Thursday, March 31, 2011

Letting Go of the Need to Be Secure

I continue to think about this idea that instead of praying to feel safe I could pray to accept insecurity. One reader asked whether we need to feel safe in order to grow. Maybe it’s a matter of degrees? I certainly was unsafe often as a kid and that made growing up hard, but then I did grow “strong in the broken places.” Unfortunately those strengths (people reading, ESP, mastering crisis situations) are both strengths and weaknesses as an adult.

I am as shocked as anyone that I even had this thought that I should pray to accept insecurity so I’m trusting that it could be an unexpected answer to a prayer. Life is not secure or stable and only relatively predictable so instead of fighting to make it lie down and obey maybe there’s a way to say, “There it goes again” and laugh?

I think it is a matter of degrees. At certain ages and in certain ways we need to be safe but then we have to learn to accept insecurity. But if you grow up in a family where it’s too insecure you just feel that any insecurity is wrong? I’m gonna be chewing on this one for a while.

But here are some rather mild ways to warm up to the idea of letting go of security. These are baby steps in embracing instability:

• Try new and exotic foods each week—a new cuisine in a new restaurant in a new part of town. Extra points if you let someone else order for you.

• Buy a new ingredient and cook with it without asking anyone how to use it. Extra points if you buy it in a store where you can’t decipher the language.

• Go to a movie that you do NOT know about. No reviews, no comments from friends.

• Deliberately get lost when driving: turn left, then left, then right etc. Do this in daylight and try to not pay attention to any directions or compass points. No GPS lady either.

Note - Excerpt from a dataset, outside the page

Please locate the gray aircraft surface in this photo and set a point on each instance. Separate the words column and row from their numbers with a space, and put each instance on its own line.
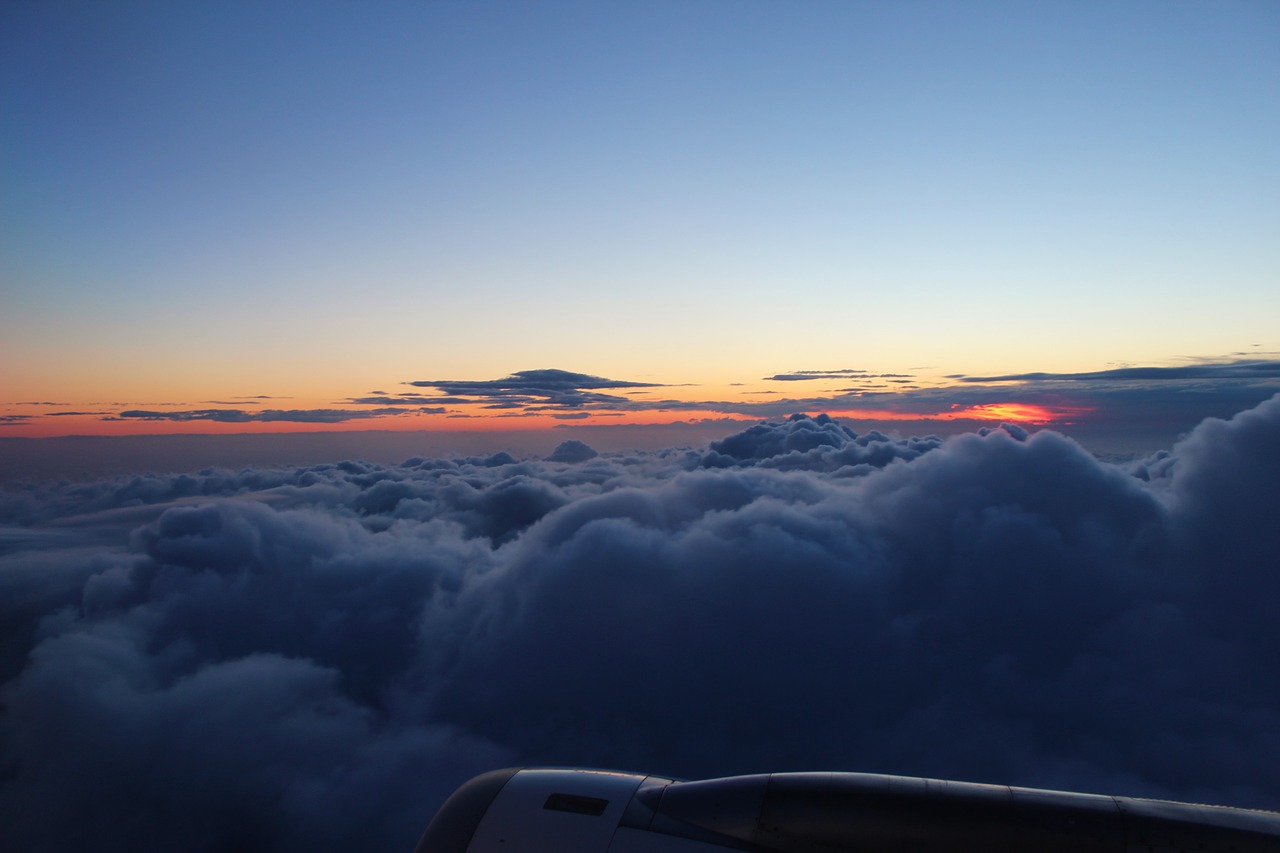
column 590, row 811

• Listen to new music for a week--especially any radio stations that immediately seem annoying.

• Go to some event, location, or one-time class that seems “weird” “odd” or stupid when you see it listed in the paper.

• Each day do something that puts you physically off balance: stand on one foot, do a yoga pose, walk along a curb, lie on one of those great big exercise balls, sit on a ladder.